Jack Dickinson, who frequently attends protests at the ICE building in a chicken suit, has had munitions aimed at him while posing no threat, according to the complaint. Federal officers have shot munitions at his face respirator and at his back, and launched a tear-gas canister that sparked next to his leg and burned a hole in his costume, the complaint says.
Freelance journalists Hugo Rios and Mason Lake have similarly been hit with pepper balls and tear gassed while marked as press, the complaint says.
“Defendants must be enjoined from gassing, shooting, hitting and arresting peaceful Portlanders and journalists willing to document federal abuses as if they are enemy combatants,” the complaint states.

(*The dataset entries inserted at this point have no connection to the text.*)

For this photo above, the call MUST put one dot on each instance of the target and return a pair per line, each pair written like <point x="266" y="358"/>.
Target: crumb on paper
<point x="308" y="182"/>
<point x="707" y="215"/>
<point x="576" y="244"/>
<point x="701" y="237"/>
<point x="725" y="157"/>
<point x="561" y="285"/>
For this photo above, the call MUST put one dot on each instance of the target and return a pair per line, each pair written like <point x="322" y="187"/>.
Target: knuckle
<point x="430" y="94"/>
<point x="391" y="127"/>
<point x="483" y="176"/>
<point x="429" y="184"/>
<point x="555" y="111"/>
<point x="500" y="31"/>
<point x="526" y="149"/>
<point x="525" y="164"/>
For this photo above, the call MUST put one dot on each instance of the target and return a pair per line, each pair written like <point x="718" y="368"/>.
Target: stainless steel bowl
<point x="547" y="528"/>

The owner and residents of the affordable housing complex across the street from the ICE building has filed a separate lawsuit, similarly seeking to restrict federal officers’ use of tear gas because its residents have been repeatedly exposed over the past year.
Local officials have also spoken out against use of chemical munitions. Portland Mayor Keith Wilson demanded ICE leave the city after federal officers used such munitions Saturday at what he described as a “peaceful daytime protest where the vast majority of those present violated no laws, made no threat, and posed no danger to federal forces.”
“To those who continue to work for ICE: Resign. To those who control this facility: Leave,” Wilson wrote in a statement Saturday night.
The protest was one of many similar demonstrations nationwide against the immigration crackdown in cities like Minneapolis, where in recent weeks federal agents killed two people, Alex Pretti and Renee Good.